Hа Hевском тротуары были посыпаны солью и, несмотря на холод, под ногами противно чавкала коричневая слякоть, усугубляемая начавшим падать с серого неба снежком, который, касаясь ее, тут же таял. Чисто было только у немецкой церкви, где стояли стенды художников. Боря взглянул мельком на припудренные снегом картины и вспомнил, что Оля давно хотела картину с Hевского - была у нее такая идея фикс. Может быть, удастся найти что-то, что не стыдно будет на стенку повесить.
Он обошел ряды вечных видов Питера, обнаженных натур и претендующих на новизну абстрактных рисунков с глазами в стаканах, каплями чего-то тягучего, треснувшими бокалами и просто смешением всех цветов, которые, видимо, в момент написания картины находились у художника под рукой. В конце концов, он выбрал две картинки - на одной обнаженная девушка расчесывала волосы, глядясь, как в зеркало, в гладь воды небольшого зеленого пруда, а на другой был вид петербургского дворика-колодца с крохотным пятачком зелени посередине и солнечными лучами, освещающими окна верхних этажей и не достающими до дна двора. Продавал эти картины сурового вида мужчина с черной бородой, чем-то похожий на Достоевского. Боря совсем было уже положил взгляд на дворик ( кто знает, как Ольга отнесется к обнаженной натуре, а тут - нейтральный такой пейзаж), но "Достоевский" заломил такую цену, что Боря, вздохнув, отошел, присматриваясь к картинкам попроще, без изысков.
Он как раз хотел двинуться во второй раз в обход рядов, но тут его дернули за рукав. Он обернулся. Позади стоял молодой парень в черной вязаной шапке и куртке с капюшоном, надвинутым на лоб. Hос у парня был красным, а губы - синими, и было понятно, что стоит он тут уже давно, а долго стоять не собирался и одет не слишком тепло, а посему замерз жутко.
- Друг, слышь... купи картинку, а? - голос у него был глуховатый, - с утра тут торчу, приятель попросил продать за него, сам не может, а я стою вот... хоть бы одна зараза приценилась. Я задешево отдам, за двадцатник всего, достало меня уже тут стоять.

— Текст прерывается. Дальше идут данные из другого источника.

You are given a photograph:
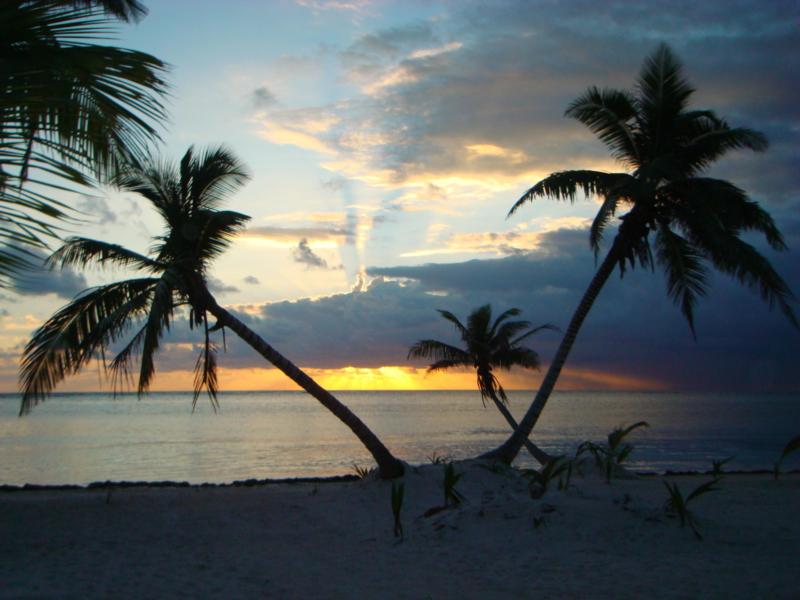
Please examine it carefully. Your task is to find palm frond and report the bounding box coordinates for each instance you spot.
[655,224,708,335]
[565,86,641,165]
[511,323,561,346]
[408,340,471,366]
[661,177,786,251]
[47,237,164,271]
[508,171,632,217]
[437,310,469,338]
[489,308,522,338]
[492,346,541,371]
[192,313,219,412]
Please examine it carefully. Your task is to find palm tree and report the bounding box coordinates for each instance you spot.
[484,44,797,462]
[20,148,403,478]
[408,304,555,464]
[0,0,166,287]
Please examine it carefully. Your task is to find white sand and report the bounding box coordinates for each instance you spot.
[0,464,800,599]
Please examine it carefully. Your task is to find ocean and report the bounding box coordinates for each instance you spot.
[0,391,800,485]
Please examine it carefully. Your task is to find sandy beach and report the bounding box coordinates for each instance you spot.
[0,463,800,599]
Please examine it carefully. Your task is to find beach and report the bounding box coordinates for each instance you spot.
[0,462,800,599]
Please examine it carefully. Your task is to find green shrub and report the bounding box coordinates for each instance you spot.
[442,463,464,506]
[392,482,406,539]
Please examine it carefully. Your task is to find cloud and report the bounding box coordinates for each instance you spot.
[292,238,328,269]
[253,85,278,109]
[6,248,89,300]
[252,0,800,210]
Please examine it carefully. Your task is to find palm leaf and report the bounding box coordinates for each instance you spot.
[20,278,159,414]
[508,171,632,217]
[656,225,708,335]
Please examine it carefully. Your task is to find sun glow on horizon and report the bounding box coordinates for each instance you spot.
[0,365,669,393]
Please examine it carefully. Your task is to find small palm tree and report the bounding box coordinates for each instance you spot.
[485,44,797,462]
[20,148,403,477]
[408,304,555,464]
[0,0,166,287]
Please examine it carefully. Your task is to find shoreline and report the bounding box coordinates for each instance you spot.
[0,460,800,493]
[0,462,800,600]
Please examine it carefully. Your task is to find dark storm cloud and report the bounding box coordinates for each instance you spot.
[252,86,278,109]
[292,238,328,269]
[274,0,800,203]
[148,220,800,391]
[207,277,239,294]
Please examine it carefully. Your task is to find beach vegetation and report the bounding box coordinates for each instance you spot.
[0,0,167,288]
[20,147,403,478]
[483,44,798,464]
[664,478,720,540]
[408,304,556,465]
[353,463,374,479]
[772,435,800,480]
[392,481,406,540]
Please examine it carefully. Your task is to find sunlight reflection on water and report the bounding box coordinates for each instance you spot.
[0,392,800,485]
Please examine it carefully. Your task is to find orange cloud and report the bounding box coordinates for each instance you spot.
[0,365,669,392]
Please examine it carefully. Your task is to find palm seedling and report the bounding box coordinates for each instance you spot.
[577,421,650,483]
[711,456,736,479]
[392,481,406,539]
[664,478,719,540]
[442,463,464,507]
[772,435,800,480]
[483,44,798,464]
[20,148,403,478]
[0,0,167,288]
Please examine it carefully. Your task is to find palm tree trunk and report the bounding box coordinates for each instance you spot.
[480,239,622,464]
[204,291,403,479]
[484,394,553,465]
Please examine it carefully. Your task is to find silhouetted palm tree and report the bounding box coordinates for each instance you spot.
[0,0,166,287]
[408,304,555,464]
[20,148,403,477]
[484,45,797,462]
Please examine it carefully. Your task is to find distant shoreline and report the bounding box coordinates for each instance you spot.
[0,468,800,493]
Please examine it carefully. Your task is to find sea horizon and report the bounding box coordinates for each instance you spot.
[0,390,800,485]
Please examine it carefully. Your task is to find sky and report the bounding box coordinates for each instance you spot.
[0,0,800,392]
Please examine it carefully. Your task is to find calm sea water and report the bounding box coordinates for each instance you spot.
[0,392,800,485]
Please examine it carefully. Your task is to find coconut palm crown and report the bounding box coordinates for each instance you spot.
[486,44,797,461]
[20,148,403,478]
[408,304,556,463]
[0,0,166,287]
[21,148,250,413]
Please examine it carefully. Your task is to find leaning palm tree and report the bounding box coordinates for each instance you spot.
[408,304,555,464]
[484,44,797,462]
[0,0,166,287]
[20,148,403,477]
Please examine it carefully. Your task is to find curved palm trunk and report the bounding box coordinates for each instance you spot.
[205,292,403,479]
[481,235,621,464]
[492,394,553,465]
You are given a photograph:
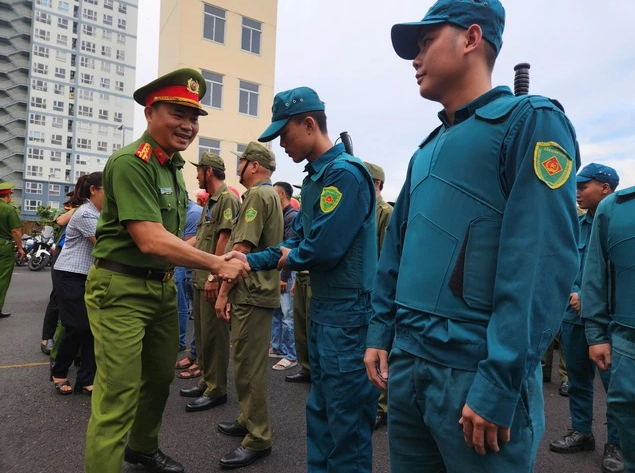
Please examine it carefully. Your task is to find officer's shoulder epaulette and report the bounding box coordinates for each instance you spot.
[419,125,443,148]
[135,143,152,163]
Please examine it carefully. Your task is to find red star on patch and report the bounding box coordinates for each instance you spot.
[541,156,562,176]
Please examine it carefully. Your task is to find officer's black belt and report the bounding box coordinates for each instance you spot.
[95,258,174,281]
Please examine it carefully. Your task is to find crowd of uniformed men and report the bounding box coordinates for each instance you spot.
[0,0,635,473]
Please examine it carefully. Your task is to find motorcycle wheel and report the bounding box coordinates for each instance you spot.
[29,254,51,271]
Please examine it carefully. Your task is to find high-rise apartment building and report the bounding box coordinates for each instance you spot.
[0,0,138,219]
[159,0,278,191]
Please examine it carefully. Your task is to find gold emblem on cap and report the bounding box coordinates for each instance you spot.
[187,78,199,94]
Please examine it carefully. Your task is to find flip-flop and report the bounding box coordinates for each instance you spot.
[177,363,201,379]
[174,355,196,370]
[55,379,73,396]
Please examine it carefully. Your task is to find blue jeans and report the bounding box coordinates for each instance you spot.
[271,272,297,361]
[174,266,196,351]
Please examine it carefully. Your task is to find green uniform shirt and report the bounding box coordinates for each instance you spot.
[228,179,284,309]
[375,197,392,258]
[93,132,187,270]
[192,183,240,289]
[0,200,22,244]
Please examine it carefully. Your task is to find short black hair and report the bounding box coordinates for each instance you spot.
[273,181,293,199]
[291,110,328,135]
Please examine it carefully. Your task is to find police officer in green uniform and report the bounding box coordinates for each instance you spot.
[237,87,379,473]
[580,187,635,472]
[85,69,251,473]
[0,182,24,318]
[180,152,240,412]
[216,141,284,468]
[364,161,392,430]
[365,0,579,473]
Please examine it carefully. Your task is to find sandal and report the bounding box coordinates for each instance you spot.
[55,379,73,396]
[177,363,201,379]
[174,355,196,370]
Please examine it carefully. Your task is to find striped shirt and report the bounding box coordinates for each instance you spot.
[55,200,100,274]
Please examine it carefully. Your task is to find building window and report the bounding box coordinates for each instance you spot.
[26,166,44,177]
[33,28,51,42]
[203,4,225,44]
[198,138,220,159]
[33,45,49,57]
[238,80,260,117]
[201,71,223,108]
[26,148,44,160]
[82,40,95,53]
[24,181,43,194]
[240,17,262,54]
[77,105,93,117]
[29,113,46,126]
[24,198,42,212]
[49,182,62,196]
[31,97,46,108]
[33,62,49,75]
[75,138,90,149]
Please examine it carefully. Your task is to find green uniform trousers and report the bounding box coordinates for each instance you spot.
[293,272,311,375]
[0,240,15,311]
[85,266,179,473]
[192,288,234,397]
[231,304,273,450]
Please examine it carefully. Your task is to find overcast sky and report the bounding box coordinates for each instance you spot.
[135,0,635,200]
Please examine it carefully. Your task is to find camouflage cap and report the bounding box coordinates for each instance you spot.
[232,141,276,172]
[364,161,386,182]
[190,151,225,171]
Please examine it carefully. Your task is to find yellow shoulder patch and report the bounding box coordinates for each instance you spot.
[320,186,342,213]
[534,141,573,189]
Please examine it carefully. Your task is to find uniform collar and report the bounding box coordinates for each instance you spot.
[438,85,514,128]
[304,143,345,176]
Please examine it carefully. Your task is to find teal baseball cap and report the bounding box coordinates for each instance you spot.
[576,163,620,190]
[390,0,505,59]
[258,87,324,143]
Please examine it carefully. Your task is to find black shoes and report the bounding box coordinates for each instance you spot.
[558,381,569,397]
[549,430,595,453]
[600,443,624,473]
[284,371,311,383]
[123,447,185,473]
[185,394,227,412]
[179,386,205,397]
[219,444,271,468]
[218,420,249,436]
[375,411,388,430]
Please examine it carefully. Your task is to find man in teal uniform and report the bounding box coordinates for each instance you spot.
[580,183,635,472]
[0,182,24,319]
[236,87,379,473]
[365,0,579,473]
[85,69,251,473]
[549,163,624,473]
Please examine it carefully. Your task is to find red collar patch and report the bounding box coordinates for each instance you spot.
[135,143,152,163]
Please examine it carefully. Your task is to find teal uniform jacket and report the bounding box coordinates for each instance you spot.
[367,87,579,427]
[563,212,593,325]
[581,187,635,358]
[247,144,377,318]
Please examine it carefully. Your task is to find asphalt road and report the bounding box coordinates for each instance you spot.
[0,268,606,473]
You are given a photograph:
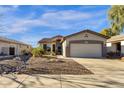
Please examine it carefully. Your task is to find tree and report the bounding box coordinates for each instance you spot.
[100,28,115,37]
[108,5,124,35]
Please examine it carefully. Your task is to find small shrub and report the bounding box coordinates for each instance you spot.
[32,47,44,57]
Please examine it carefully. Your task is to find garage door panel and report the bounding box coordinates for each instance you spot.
[70,44,102,57]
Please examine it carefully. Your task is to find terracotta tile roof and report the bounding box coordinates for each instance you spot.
[0,36,28,45]
[107,35,124,42]
[65,29,108,39]
[38,35,63,43]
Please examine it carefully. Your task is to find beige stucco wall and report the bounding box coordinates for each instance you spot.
[0,41,31,55]
[62,40,66,57]
[107,43,117,52]
[63,32,106,56]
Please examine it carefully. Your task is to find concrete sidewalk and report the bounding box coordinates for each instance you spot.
[0,75,124,88]
[0,58,124,88]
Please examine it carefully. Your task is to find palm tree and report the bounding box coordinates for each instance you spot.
[108,5,124,34]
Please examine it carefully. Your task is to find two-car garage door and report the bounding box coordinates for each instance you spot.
[70,43,102,57]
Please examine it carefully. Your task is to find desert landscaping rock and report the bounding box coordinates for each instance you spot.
[20,57,93,75]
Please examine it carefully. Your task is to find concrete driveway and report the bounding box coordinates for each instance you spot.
[0,58,124,88]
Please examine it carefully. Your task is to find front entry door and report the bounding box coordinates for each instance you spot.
[9,47,15,55]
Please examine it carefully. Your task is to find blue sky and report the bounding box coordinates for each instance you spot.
[0,5,111,46]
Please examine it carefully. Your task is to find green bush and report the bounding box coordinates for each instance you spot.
[32,47,44,57]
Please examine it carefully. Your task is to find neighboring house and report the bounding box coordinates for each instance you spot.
[107,35,124,56]
[0,37,31,56]
[63,30,108,57]
[38,35,63,55]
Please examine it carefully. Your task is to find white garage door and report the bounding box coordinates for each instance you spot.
[70,44,102,57]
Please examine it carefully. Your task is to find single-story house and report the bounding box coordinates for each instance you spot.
[62,29,108,57]
[38,35,63,55]
[0,37,31,56]
[107,35,124,56]
[38,29,108,57]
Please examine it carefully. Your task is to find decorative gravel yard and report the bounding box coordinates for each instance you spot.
[20,57,93,75]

- А приятель против не будет?
- Да нет... Hу не домой же мне ее тащить!
- Ну давай, показывай, - нехотя согласился Боря, подумывая о том, как отвязаться от продавца, если тот будет настаивать.
Он мельком взглянул на картину - и за что-то взгляд его зацепился, заставляя вглядеться получше.
Картина была небольшая - размером с два листа писчей бумаги. Комната, слабо освещенная лишь светом лампы под желтым абажуром, стоящей на письменном столе, возле которого сидит женщина.
Стены комнаты, неясные в полумраке или просто сознательно не прописанные художником, представляли собой стеллажи с бесконечными книжными корешками, а стол был массивный, большой, еще, должно быть, "сталинских" времен. Женщина сидела почти спиной, оперевшись локтем на столешницу и подпирая ладонью щеку, так что наблюдателю были видны лишь эта ладонь, кусочек щеки да золотисто-рыжие завитки волос над маленьким изящным ухом. Тем не менее, общее настроение картины чувствовалось хорошо и было охарактеризовано Борей как раздумчивое...
Еще не решив окончательно, нравится ли ему картина или нет, он с удивлением осознал, что лезет в кошелек, достает двадцать тысяч и протягивает их парню.
- Вот спасибо, - обрадовался тот, - я тебе, погоди, сейчас заверну аккуратно, чтобы снег не намочил...
Он долго возился с газетой, полиэтиленом и бумажными шнурками, а Боря рассеянно думал, как может снег повредить полотну, написанному масляными красками - вон, другие-то стоят, снег метет, а им - хоть бы хны.
- Вот, - парень протянул Боре солидный сверток.
Боря взял его, но парень сверток сразу не выпустил, а вначале пристально посмотрел на Борю, будто хотел его запомнить, и сказал:
- Ну, мужик, удачи тебе...
Боря пожал плечами и поблагодарил незадачливого продавца.
Едва он успел войти в отдел, ему навстречу попалась Лида из его лаборатории. Увидев Борю, она сделала страшные глаза и набросилась на него:
- Боря! Тебя Станиславыч уже час ищет, десять часов, а тебя все еще нет...
Борино настроение стало катастрофически ухудшаться.
- Что там еще стряслось, - буркнул он.
- Ты еще не знаешь? - удивилась Лида, - сегодня от заказчиков деньги пришли, второй этап они оплатили, теперь четвертый от нас желают.
- А третий?
- На третий у них денег не хватило. Борь... ты б лучше побыстрее к начальству зашел - злое оно сегодня, начальство, и конкретно на тебя злое.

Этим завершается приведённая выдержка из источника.